# Neural Network

## Dependency

In [1]:
import numpy as np

## Concept

If network has $s_j$ units in layer $j$ and $s_{j + 1}$ units inlayer $j + 1$, then $\Theta^{(j)}$ will be of dimension $s_{j + 1} \times (s_{j} + 1)$. $+ 1$ because $s_{j + 1}$ has additional **bias unit**. $\Theta^{(j)}$ is a matrix of **weights** controlling function mapping from layer $j$ to layer $j + 1$.

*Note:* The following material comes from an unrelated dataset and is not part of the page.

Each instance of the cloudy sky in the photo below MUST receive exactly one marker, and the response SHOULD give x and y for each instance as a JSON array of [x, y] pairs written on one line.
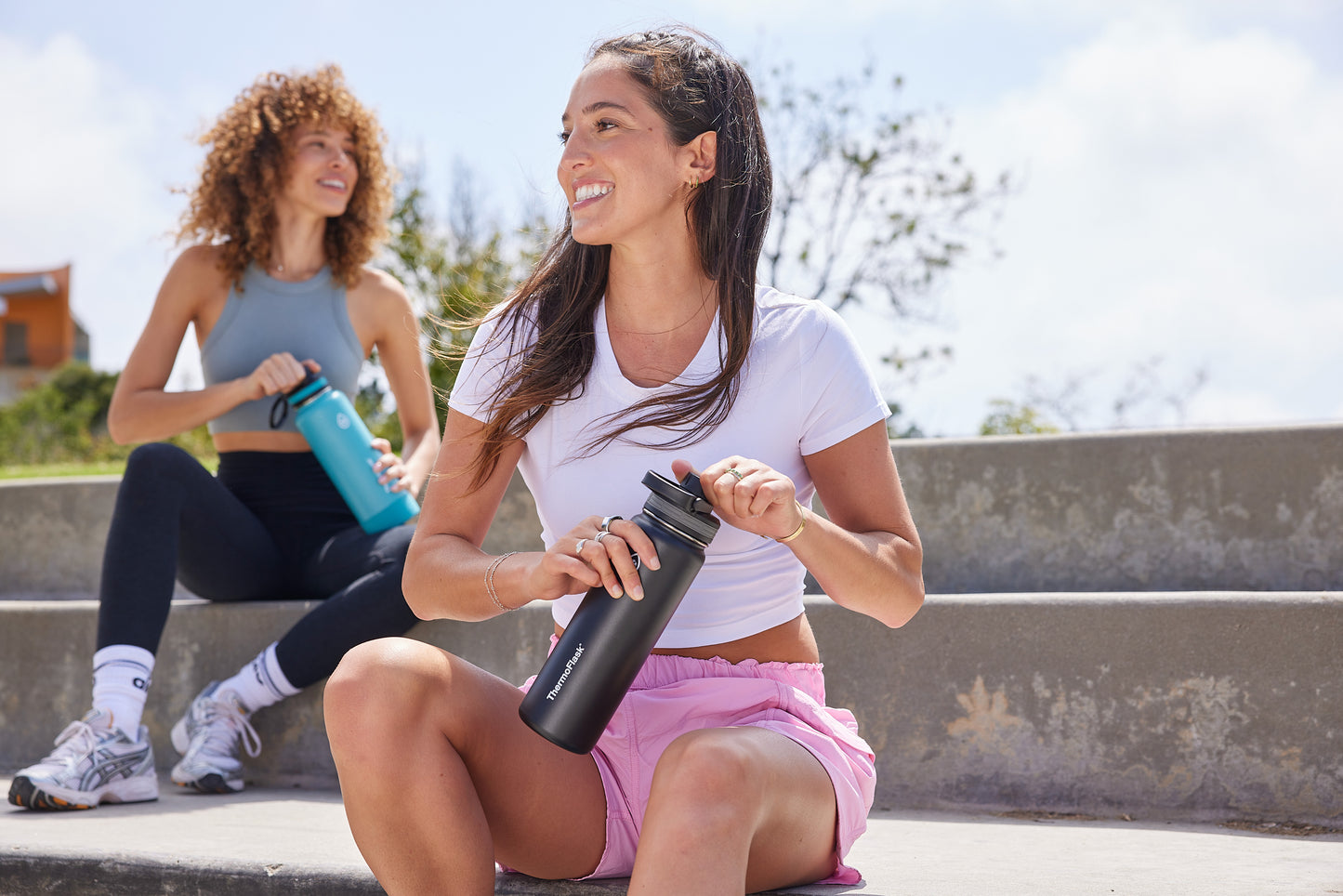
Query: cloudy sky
[[1174, 230]]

When a neural network has **no hidden layers** and has only **one unit in output layer**,

- If output layer is **linear activation**, it's **linear regression** because $y = I (\Theta x) = \Theta x$.
- If output layer is **sigmoid activation**, it's **logistic regression** because $y = \sigma(\Theta x)$ where $\sigma = \frac{1}{1 + e^{(-\Theta x)}}$.

## Cost Function

In **multi-class classification** where $n$ is the number of data, $L$ is the number of layers in neural network including input and output layers, $s_{l}$ is the number of units (not including bias unit) in layer $l$, $K$ is the number of classes, $\Theta$ is the weight matrices, $h_{\Theta}(x)$ is the output of neural network and $\in \mathbb{R}^K$, $(h_{\Theta}(x))_i$ is $i^{th}$ output, and $J(\Theta)$ is the cost.

$$
J(\Theta) = - \frac{1}{n} \left[ \sum_{i = 1}^{n} \sum_{k = 1}^{K} y_{k}^{(i)} \log (h_{\Theta}(x^{(i)}))_{k} + (1 - y_{k}^{(i)}) \log (1 - (h_{\Theta}(x^{(i)}))_{k}) \right] + \frac{\lambda}{2n} \sum_{l = 1}^{L} \sum_{i = 1}^{s_{l}} \sum_{j = 1}^{s_{l + 1}} (\Theta_{ji}^{(l)})^2
$$

This math takes the form of,

$$
\text{Regularized cost} = \text{Cost} + \lambda \times \text{Regularization}
$$

The first $\sum_{i = 1}^{n} \sum_{k = 1}^{K} y_{k}^{(i)}$ part says that we get the **log-likelihood** by each class and sum up all the $n$ items and divide it by $n$ to get the average cost.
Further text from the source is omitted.